Politics

Mary Barra Hears 'Much Harsher Tone' In 2nd Day Before Congress

April 02, 2014, 1:57 PM by  Alan Stamm

Mary Barra, enduring a second day of congressional grilling, may feel as though a combat allowance is part of her $1.6 million a year in base pay.


Mary Barra is hammered Wednesday with questions about possibly illegal acts by GM. (AP photo/Evan Vucci)

Senators are pounding GM's chief executive on Wednesday, according to The New York Times and other media. She was summoned to explain why GM didn’t react to signs dating back to 2001 that Chevrolet Cobalts, Saturn Ions and similar vehicles had faulty ignitions. The company has recalled 2.2 million vehicles in the last two months. Thirteen deaths and 32 crashes have been linked to the defect.

Here's how Bill Vlasic and Matthew L. Wald describe today's session it in The Times:  

Wednesday’s hearing had many of the same trappings as Tuesday’s hearing before a House panel, . . .  but the hearing had a much harsher tone, as senators more aggressively questioned Ms. Barra’s contention that the cars are safe to drive and doubted her statement that the company had moved from a culture of cost-cutting to one of safety and a focus on the consumer.

“If this is the new GM leadership, it’s pretty lacking,” Senator Barbara Boxer, Democrat of California, later adding: “The culture that you are representing today is a culture of the status quo.”

Ms. Barra was inundated with questions abut the legality of GM's behavior, particularly whether the company intentionally withheld documents from lawyers representing families suing the automaker. Sen. Richard Blumenthal, Democrat of Connecticut, said he expected the company to come under intense scrutiny by investigators from the Justice Department.

“GM has a real exposure to criminal liability,” Mr. Blumenthal said. “I think it’s likely that GM will face prosecution.”  

Another journalist at the Senate hearing, Marisa Schultz of The Detroit News' Washington bureau, tweets that three "female sens . . . [are] toughest on Barra."

In its coverage by Schultz and David Shepardson, The News gives this example:

“If this is the new GM leadership, this is pretty lacking,” said Sen. Barbara Boxer, D-Calif., expressing frustration. “You don’t know anything about anything.”

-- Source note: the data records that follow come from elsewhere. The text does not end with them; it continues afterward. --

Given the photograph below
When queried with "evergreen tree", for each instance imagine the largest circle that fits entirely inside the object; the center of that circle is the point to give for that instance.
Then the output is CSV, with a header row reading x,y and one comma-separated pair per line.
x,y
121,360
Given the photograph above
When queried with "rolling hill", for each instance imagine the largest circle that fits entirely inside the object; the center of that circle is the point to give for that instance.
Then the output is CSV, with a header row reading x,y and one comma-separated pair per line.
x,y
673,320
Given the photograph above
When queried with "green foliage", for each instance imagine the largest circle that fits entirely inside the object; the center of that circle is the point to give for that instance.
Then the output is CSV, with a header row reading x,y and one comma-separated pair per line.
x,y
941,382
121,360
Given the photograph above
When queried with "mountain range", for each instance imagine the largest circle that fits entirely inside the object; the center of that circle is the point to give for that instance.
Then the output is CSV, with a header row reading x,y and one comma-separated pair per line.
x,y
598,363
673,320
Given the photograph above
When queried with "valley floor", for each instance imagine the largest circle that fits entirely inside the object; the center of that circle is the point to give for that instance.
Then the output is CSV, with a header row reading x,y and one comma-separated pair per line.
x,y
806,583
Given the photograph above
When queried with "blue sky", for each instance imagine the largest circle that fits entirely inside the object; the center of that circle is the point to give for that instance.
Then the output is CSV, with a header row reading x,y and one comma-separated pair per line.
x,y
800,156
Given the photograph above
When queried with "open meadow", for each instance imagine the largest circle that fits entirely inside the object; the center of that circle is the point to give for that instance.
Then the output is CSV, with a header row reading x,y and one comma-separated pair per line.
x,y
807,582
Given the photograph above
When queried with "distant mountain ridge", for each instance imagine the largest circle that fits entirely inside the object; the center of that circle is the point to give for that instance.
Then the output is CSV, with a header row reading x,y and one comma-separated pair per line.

She invoked the fact that Barra is the first woman to run a major automaker: “As a woman-to-woman, I am very disappointed.”

Boxer read Barra’s resume from her 33-year career at GM and repeatedly questioned why she didn’t know anything at various points, saying it was “very strange” that a high-level executive wouldn’t know.

Sen. Claire McCaskill, a Missouri Democrat chairing the hearing, said GM's “culture of cover-up” let an engineer "repeatedly lie under oath" last April in a civil case and discouraged quick action on fixing the defect. “Corporations think they can get away with hiding documents” from people suing over defects, the senator said, according to The News.

Barra confirmed that the engineer, Ray DeGiorgio, still works at GM.